Cockroaches hit the head to avoid becoming zombies



[ad_1]

Cockroaches hit the head to avoid becoming zombies

Is not it a kick in the head? Cockroaches protect themselves from wasps by zombifying using their legs.

Credit: Catania Lab, Vanderbilt University

A wasp that attacks cockroaches turns them into mind-controlled zombies by pricking them into the brain. Cockroaches were thought to be almost defenseless against this zombie attack.

But it turns out that cockroaches have a defensive gesture that prevents them from becoming members of the undead.

Scientists have recently discovered that cockroaches were attacking their future zombie makers with karate-like kicks on the attacking insect's head. Their strategy does not kill the wasp, but that's usually enough to send them looking for an easier victim, according to a new study. [Zombie Animals: 5 Real-Life Cases of Body-Snatching]

The zombification in this wasp-cockroach scenario is a little different from that experienced by human zombies in pop culture. The human "undead condition" usually seems to spread through bites; as in some contagious diseases, an infusion of contaminated body fluid transmits the infection, turning the victim into a lively corpse endowed with a taste for the brain

However, roaches zombified by emerald wasps are not dead (at least not at first).
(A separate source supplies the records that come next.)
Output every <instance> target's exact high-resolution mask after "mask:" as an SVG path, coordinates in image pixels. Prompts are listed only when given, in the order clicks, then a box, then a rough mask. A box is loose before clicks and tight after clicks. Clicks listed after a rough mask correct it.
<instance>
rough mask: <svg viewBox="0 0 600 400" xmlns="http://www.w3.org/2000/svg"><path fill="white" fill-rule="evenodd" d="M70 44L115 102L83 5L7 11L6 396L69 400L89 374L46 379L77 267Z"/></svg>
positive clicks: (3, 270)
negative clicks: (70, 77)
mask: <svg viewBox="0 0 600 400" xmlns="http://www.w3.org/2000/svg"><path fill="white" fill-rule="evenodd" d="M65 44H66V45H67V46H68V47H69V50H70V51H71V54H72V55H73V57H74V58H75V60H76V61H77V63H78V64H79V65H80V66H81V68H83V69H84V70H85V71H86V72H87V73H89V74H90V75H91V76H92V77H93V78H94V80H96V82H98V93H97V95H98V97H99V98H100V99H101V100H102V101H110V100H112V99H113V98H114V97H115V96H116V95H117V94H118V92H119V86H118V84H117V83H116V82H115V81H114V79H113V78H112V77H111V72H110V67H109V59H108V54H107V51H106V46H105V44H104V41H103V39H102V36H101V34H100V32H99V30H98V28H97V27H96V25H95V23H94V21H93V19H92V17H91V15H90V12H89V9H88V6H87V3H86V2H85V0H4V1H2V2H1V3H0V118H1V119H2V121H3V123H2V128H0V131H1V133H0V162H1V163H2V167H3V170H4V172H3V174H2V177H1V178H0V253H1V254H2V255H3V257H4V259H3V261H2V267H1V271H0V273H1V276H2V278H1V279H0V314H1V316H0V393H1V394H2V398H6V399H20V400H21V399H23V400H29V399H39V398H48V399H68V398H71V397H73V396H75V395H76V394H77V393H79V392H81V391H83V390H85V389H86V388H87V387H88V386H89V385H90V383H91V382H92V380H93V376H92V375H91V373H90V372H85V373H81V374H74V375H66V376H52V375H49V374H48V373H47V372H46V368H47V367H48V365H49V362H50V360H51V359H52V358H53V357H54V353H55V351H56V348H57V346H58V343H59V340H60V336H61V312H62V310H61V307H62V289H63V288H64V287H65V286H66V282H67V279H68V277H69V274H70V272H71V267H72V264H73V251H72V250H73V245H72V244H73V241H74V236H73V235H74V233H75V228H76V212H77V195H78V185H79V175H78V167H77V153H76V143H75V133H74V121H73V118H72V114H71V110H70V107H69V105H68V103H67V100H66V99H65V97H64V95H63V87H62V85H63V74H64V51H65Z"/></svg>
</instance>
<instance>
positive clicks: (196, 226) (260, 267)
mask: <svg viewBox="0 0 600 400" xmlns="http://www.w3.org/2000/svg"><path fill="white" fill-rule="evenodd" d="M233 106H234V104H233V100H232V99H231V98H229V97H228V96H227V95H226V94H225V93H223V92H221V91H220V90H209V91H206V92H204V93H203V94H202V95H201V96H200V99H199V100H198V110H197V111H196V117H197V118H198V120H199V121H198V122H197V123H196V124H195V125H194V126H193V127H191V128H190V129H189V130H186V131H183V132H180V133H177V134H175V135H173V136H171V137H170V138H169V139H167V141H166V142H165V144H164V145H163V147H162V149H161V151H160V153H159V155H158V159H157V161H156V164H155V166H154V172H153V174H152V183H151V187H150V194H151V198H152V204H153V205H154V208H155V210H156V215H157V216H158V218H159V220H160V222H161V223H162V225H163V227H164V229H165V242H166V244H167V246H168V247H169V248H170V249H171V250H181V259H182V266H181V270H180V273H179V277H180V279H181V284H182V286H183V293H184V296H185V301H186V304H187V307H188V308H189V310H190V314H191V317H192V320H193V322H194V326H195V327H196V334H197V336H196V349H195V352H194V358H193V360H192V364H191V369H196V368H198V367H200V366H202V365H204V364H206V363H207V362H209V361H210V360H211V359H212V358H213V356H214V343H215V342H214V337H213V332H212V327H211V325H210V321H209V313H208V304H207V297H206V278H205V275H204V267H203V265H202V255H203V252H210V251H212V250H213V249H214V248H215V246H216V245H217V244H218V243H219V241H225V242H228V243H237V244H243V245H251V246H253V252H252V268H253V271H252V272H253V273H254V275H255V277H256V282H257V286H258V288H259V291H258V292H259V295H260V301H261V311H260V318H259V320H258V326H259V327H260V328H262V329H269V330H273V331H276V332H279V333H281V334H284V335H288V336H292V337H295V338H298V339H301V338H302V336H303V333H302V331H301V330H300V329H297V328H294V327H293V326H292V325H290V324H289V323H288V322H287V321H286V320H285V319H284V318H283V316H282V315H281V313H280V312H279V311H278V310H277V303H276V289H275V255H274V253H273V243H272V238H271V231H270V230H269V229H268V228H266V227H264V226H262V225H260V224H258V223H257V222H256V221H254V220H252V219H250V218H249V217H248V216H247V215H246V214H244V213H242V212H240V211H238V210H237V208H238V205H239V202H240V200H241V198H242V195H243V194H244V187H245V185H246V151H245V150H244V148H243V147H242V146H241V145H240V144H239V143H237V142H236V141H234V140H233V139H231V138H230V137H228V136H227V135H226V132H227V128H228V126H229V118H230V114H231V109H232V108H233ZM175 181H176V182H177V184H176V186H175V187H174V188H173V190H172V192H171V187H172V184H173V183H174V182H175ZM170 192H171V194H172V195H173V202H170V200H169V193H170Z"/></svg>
According to the study, a first sting paralyzes their legs and a second sting to their brain provides a neurotoxin that diverts their nervous system, allowing the wasp to control its body and behavior.

A sting in the brain means that this cockroach is about to become the zombie slave of the wasp controlled by the mind.

A sting in the brain means that this cockroach is about to become the zombie slave of the wasp controlled by the mind.

Credit: Catania Lab, Vanderbilt University

After becoming a zombie, the fate of the roach takes an even more horrible turn. The wasp cuts off the end of the cockroach antenna and drinks his blood. Very refreshed, he takes the remaining stumps from the antenna and directs the roach to his nest. Then he lays an egg on the body of the cockroach and buries it inside the underground lair. Once the egg has hatched, the newborn wasp gets back into the roach's abdomen – while its zombie host is still alive.

Opposed to these pests, the only hope of a cockroach escapes the first sting – once the paralyzing pinch was delivered, a cockroach had little hope of preventing the second stabbing stroke to the brain zombie, have discovered scientists. For the new study, Ken Catania, professor of biological sciences at Vanderbilt University in Tennessee, organized 55 fights between wasps and roaches, to see if roaches had defensive movements that would work.

A video shot at 1,000 fps revealed that about half of the roaches were ambushed by the wasps without any defense. But cockroaches who defended themselves did so by standing up on their legs – "on stilts" – and kicking with one of their thorny hind legs. The kick was often tied squarely at the head of the wasp and sent the smallest insect "get lost in the walls of the room", wrote Catania.

"Do not zombify me, man!" When parasitic wasps attack, cockroaches rise up.

Credit: Catania Lab, Vanderbilt University

Roach's striking power came from an uprising accumulating energy prior to the liberation of the leg, similar to the swinging of a baseball bat, according to the study. Although cockroach kicks have not always discouraged wasps, about 63% of adult cockroaches who have hit for their lives have managed to avoid being zombie. The younger roaches have not been so lucky – whether they hit or not, they almost always end up becoming wasp zombie slaves, Catania reported.

The behavior of cockroaches – who adopt a position "on guard" in the face of an attack – is not so different from the defensive strategy adopted by human victims of the zombie in horror films, Catania said in a statement. The unusual position "allows the cockroach to move its antenna to the wasp so that it can track an imminent attack and kick the wasp's head and body", as if a human could follow the movements of the wasp. a zombie with his eyes before taking off on his rotting corpse, Catania said.

"It reminds what a movie character would do when a zombie will follow him," he added.

The results were published online today (October 31) in the journal Brain, Behavior and Evolution.

Originally publishedon live science.